June 5 2026 – Experience sharing with David Pritchard
Title: Mathematics in Society: two years of teaching it (mostly) wrong?
A recent review of our first-year curriculum at the University of Strathclyde gave us the opportunity to introduce a new module, Mathematics in Society. This is a core module for students on single-honours mathematics and statistics degrees, which aims to address a perceived lack of “soft” skills; at the same time, it aims to broaden students’ understanding of mathematics, drawing on resources from the history of mathematics.
Content and approach
The starting point for students is the question “What is mathematics, anyway?” (We warn them that we will not answer this!) Specifically, we pose questions such as “where do mathematical ideas come from?”, “who gets to spend their time doing mathematics?” and “where do people think mathematically?” Successive blocks look at mathematics and games, mathematics and government, mathematics and art, and mathematical modelling. Throughout we interpret “mathematics” as widely as possible, stressing the porous boundary between academic and non-academic mathematical activities.
The spirit of the module is closest to that of Jacqueline Stedall’s The History of Mathematics: a Very Short Introduction (OUP, 2012), with some influence from Francis Su’s Mathematics for Human Flourishing (Yale, 2020). We don’t attempt to give an overall historical picture; we don’t focus on the names and stories behind the mathematics that students already know; and we don’t try to train students as historians. (It is a full-time job to steer students through the school/university transition and train them as mathematicians.) We do try to give students a historically informed sense of mathematics as a human activity, which is situated in specific contexts and cross-fertilises with other activities, and to encourage them to think carefully about sources and evidence.
For example, in the “mathematics and art” block, we touch on topics such as weaving (as an art form and a technology, with discussion of patterns and algorithms), mathematics as a status indicator in art (with reference to the recently reinterpreted portrait of the Jamaican landowner Francis Williams), and the mathematical construction of average or “ideal” human beings (from da Vinci’s Vitruvian Man to eugenics). In a seminar, we compare the work of Marjorie Rice and Roger Penrose on tilings, using the area of recreational mathematics to discuss who counts as a mathematician and why.
Reflections
- When we broadened the definition of mathematics, more diverse examples (at least along the axes of gender and of culture/nationality) followed naturally. We didn’t feel we were struggling to include “token” diversity.

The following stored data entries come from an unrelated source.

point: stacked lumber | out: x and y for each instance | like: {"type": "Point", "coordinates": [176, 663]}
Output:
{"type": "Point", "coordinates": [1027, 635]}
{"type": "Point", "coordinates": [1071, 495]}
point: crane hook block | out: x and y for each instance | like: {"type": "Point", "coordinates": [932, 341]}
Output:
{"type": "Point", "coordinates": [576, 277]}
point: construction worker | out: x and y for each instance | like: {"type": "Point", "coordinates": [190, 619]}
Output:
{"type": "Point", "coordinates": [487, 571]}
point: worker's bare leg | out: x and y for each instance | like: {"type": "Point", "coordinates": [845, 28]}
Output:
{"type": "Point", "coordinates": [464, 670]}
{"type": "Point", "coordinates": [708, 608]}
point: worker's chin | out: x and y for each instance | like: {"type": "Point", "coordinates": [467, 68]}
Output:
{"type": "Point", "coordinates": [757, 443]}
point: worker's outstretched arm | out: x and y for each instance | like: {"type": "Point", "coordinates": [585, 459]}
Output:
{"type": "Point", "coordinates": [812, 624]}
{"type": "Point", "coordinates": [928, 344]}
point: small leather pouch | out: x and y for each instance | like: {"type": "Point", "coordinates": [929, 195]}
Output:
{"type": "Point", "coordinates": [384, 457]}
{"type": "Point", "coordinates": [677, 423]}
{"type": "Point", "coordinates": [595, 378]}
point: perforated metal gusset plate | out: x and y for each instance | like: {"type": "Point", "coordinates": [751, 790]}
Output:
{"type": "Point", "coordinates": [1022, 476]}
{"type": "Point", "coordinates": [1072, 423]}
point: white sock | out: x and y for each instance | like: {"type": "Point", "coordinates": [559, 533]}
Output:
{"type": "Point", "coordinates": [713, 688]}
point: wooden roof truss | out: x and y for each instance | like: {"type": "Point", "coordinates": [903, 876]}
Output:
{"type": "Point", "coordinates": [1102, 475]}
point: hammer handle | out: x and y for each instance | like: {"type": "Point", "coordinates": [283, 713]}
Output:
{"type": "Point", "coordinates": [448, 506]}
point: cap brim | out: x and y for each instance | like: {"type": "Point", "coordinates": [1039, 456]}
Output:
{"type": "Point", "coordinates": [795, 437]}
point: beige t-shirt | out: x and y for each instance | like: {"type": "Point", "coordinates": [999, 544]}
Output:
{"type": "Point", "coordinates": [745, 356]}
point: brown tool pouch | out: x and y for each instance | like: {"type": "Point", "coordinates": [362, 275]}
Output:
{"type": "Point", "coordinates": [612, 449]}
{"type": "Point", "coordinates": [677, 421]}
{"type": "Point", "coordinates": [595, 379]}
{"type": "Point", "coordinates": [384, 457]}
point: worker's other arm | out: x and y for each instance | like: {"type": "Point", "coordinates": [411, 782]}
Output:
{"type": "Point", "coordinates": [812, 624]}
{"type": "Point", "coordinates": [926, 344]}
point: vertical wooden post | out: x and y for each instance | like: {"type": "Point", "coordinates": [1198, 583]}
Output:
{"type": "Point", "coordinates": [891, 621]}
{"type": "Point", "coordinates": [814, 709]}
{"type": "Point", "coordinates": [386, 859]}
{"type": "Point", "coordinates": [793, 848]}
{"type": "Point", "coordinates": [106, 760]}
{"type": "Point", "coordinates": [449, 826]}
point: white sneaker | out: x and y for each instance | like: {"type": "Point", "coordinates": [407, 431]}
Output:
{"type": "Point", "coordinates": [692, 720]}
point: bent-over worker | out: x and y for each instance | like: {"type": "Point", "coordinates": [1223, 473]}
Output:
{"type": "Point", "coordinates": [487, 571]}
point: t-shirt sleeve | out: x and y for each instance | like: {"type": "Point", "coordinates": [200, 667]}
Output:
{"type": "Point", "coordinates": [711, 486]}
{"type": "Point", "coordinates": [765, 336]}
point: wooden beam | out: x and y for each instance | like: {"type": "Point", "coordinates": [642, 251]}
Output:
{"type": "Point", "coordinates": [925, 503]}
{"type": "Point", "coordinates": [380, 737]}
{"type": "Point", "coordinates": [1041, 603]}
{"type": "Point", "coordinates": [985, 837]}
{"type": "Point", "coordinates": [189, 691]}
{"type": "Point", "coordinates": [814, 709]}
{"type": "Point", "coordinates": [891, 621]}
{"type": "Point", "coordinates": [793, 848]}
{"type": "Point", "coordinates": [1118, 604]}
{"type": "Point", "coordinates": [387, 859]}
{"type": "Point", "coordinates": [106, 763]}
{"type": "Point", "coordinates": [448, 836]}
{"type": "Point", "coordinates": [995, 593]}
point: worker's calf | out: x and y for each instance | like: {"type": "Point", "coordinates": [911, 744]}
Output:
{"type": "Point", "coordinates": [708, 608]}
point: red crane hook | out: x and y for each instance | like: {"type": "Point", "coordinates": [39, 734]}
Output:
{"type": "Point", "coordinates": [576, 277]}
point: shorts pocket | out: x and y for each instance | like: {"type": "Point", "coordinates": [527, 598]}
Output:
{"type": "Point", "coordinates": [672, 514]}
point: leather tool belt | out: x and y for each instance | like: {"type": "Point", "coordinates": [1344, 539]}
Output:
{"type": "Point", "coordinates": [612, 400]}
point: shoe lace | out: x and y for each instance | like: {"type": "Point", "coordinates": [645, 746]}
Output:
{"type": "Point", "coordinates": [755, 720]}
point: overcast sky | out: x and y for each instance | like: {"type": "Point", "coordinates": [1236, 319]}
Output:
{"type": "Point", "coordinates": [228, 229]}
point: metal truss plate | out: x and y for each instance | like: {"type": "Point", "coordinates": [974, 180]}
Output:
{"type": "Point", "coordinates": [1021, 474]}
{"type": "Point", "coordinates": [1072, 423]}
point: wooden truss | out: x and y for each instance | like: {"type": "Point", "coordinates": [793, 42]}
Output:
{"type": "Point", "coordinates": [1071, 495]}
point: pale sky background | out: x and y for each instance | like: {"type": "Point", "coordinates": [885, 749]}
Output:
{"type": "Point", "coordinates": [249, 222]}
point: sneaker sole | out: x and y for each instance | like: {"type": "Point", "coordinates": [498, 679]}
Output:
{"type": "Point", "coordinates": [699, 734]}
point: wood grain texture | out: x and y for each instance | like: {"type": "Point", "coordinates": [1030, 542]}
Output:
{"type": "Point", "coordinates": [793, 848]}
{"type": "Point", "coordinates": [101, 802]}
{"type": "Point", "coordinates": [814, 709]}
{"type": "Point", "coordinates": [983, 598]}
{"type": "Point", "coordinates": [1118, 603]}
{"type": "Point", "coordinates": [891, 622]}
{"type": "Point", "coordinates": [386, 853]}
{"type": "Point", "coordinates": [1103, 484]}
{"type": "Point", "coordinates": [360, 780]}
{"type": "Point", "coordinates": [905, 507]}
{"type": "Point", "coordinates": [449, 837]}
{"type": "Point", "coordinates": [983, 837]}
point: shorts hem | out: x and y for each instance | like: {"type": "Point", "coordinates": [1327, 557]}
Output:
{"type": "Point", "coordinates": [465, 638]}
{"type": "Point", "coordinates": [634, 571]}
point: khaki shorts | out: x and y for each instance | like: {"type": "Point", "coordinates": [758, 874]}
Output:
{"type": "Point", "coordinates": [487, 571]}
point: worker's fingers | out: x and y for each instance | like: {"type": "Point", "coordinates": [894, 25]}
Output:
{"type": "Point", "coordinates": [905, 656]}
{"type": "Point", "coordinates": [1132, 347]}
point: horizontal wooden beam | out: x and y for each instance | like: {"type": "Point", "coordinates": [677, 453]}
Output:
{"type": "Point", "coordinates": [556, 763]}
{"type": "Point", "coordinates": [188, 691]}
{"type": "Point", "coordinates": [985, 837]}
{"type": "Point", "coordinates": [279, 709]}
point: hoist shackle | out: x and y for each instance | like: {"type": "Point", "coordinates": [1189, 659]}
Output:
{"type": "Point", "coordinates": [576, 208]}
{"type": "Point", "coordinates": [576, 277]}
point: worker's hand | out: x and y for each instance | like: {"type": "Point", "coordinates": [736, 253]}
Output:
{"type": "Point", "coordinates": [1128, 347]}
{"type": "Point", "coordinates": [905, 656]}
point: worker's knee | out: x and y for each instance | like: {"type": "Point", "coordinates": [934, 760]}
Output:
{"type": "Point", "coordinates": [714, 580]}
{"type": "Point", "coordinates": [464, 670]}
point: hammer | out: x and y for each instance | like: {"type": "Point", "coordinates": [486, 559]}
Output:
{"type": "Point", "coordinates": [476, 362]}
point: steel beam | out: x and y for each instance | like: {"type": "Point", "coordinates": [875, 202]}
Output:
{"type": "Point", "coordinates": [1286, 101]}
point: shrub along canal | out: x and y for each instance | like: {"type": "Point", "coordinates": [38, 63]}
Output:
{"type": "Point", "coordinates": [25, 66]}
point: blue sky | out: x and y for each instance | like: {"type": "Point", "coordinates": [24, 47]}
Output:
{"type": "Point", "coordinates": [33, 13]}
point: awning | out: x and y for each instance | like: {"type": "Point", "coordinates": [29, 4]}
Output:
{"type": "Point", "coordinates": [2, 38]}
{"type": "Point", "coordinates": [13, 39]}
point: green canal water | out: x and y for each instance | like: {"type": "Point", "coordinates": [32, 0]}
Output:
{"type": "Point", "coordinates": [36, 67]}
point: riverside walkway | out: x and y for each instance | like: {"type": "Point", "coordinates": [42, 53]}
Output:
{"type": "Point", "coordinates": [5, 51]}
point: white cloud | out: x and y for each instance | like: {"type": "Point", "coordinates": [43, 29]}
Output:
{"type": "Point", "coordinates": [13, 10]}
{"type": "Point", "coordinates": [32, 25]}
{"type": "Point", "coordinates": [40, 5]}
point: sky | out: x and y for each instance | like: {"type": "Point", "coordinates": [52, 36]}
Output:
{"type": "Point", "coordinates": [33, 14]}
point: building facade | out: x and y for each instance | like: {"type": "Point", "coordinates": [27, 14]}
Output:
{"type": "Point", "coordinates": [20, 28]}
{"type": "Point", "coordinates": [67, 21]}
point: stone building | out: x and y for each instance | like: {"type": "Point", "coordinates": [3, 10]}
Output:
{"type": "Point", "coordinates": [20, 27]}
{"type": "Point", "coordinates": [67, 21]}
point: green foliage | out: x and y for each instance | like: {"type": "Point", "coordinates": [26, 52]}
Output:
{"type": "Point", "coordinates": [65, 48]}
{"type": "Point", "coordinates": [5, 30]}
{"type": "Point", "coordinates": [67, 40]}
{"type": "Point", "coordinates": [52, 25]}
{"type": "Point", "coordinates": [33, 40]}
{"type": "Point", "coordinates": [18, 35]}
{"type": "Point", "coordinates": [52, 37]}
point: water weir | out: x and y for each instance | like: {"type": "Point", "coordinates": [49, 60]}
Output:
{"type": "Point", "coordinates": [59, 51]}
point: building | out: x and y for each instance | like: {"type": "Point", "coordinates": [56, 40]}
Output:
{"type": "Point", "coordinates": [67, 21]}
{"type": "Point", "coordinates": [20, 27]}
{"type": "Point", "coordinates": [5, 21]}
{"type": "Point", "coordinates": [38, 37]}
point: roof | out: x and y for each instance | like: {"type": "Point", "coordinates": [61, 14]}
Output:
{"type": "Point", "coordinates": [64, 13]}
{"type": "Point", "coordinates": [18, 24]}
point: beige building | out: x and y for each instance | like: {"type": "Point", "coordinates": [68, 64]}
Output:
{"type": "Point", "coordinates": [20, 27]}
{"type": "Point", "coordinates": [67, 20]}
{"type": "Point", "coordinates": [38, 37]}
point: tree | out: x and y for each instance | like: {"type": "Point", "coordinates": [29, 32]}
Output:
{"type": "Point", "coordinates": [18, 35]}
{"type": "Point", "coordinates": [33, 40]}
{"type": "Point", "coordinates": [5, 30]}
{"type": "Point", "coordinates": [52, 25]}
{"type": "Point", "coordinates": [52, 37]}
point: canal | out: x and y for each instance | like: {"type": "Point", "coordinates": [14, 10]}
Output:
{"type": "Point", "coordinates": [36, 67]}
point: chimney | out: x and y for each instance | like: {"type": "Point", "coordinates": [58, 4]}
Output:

- Students’ baseline knowledge was lower than we had anticipated. They generally found the history of mathematics interesting, but had little prior sense of who did what when. This suggests that the challenge isn’t to directly confront perceptions of mathematics as a white/Western/male monopoly, but to give students a framework for thinking about mathematics in which those perceptions don’t thrive.
- Students’ initial writing skills were often poor, they struggled to read texts of more than a few hundred words, and we had to start from scratch when it came to using and citing sources. However, students often responded thoughtfully in group discussions.
- Topics involving “fairness” and identity were often engaging – among the best work we’ve seen so far was a group essay on mathematics and ethics. However, the language of “politics” turned many students off immediately. I suspect that terminology needs to be very carefully chosen: to frame our goals as, for example, “decolonising the curriculum” easily alienates students who are sympathetic to the ideas but not the jargon.
- We had the luxury of being able to design low-stakes assessments, including individual and group writing and discussion sessions, which give students multiple routes to pass the module. Partly because of this and partly because we include peer review for all written work, we have so far seen very little sign of LLM-assisted dishonesty.
- However, breaching the familiar assessment “contract” based on worked examples caused anxiety. When students didn’t see an immediate connection between the content of lectures and the tasks set in assignments, some of them panicked and a few disengaged. This showed up strongly in the student feedback.
I don’t think we’ve yet got this module right, and we’ll continue to experiment with topics and presentation. One major regret is that the themes in this module aren’t picked up directly in subsequent years – which is inevitable given the pressures on the curriculum. However, if we have succeeded then our students have at least glimpsed a larger and more inclusive mathematical world.